Here is what I came up with so far.. I dont care for it much. 

Since WHEN did SCARM become paid software? I got this far into the setup and it told me I have to pay for it to add more track. When I setup my last layout I did not get that error, and it had more "things" in it.


----------



## CTValleyRR (Jul 26, 2014)

Yeah, so it's probably best not to open that can of worms. Suffice it to say that Mixy decided it was time that his hobby project became a source of income. It's now a commecial product, and if you upgraded to the latest version, you're pretty much screwed. Either pay him the ransom, or purchase a different product from a reputable company.


----------



## Mixy (Dec 14, 2010)

CTValleyRR said:


> Yeah, so it's probably best not to open that can of worms ... Either pay him *the ransom*, or purchase a different product from a reputable company.

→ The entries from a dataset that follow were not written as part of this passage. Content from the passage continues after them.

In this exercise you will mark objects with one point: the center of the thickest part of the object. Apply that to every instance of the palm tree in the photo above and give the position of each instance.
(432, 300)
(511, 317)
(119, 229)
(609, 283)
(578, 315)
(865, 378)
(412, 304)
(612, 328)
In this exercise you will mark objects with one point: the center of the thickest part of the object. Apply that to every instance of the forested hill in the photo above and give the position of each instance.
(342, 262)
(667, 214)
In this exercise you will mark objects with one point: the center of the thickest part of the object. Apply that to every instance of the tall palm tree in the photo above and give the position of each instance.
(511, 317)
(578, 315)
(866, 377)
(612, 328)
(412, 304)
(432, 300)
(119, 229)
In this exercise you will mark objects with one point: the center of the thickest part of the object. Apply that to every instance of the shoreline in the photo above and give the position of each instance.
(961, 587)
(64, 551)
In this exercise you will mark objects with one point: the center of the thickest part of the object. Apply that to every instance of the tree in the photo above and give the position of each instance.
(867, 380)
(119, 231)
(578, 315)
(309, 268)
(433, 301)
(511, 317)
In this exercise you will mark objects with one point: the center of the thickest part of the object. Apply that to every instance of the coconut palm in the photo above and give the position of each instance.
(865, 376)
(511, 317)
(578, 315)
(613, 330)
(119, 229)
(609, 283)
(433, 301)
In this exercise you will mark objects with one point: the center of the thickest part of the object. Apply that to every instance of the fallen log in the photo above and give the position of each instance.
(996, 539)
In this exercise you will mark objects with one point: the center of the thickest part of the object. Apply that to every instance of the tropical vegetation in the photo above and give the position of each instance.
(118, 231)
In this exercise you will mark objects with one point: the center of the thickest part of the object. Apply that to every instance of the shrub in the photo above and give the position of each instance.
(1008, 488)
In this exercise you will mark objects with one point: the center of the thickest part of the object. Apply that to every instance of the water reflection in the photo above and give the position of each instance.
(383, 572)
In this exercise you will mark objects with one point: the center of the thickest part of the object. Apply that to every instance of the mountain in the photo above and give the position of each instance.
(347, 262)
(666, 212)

CTValleyRR, are you claiming that SCARM software is ransomware??? Or my work is waste of money, cause I am not the reputable company from which you purchased your track planning software? What exactly is your problem with me???

Mixy


----------



## regorsky (Jul 19, 2015)

*can of worms*



CTValleyRR said:


> Yeah, so it's probably best not to open that can of worms. Suffice it to say that Mixy decided it was time that his hobby project became a source of income. It's now a commecial product, and if you upgraded to the latest version, you're pretty much screwed. Either pay him the ransom, or purchase a different product from a reputable company.


So why open it????


----------



## CTValleyRR (Jul 26, 2014)

Mixy said:


> CTValleyRR, are you claiming that SCARM software is ransomware??? Or my work is waste of money, cause I am not the reputable company from which you purchased your track planning software? What exactly is your problem with me???
> 
> Mixy


I guess you really must be suffering from either a massive inferiority complex, or deep down, you have an nagging concern that you didn't handle your conversion to paid software properly.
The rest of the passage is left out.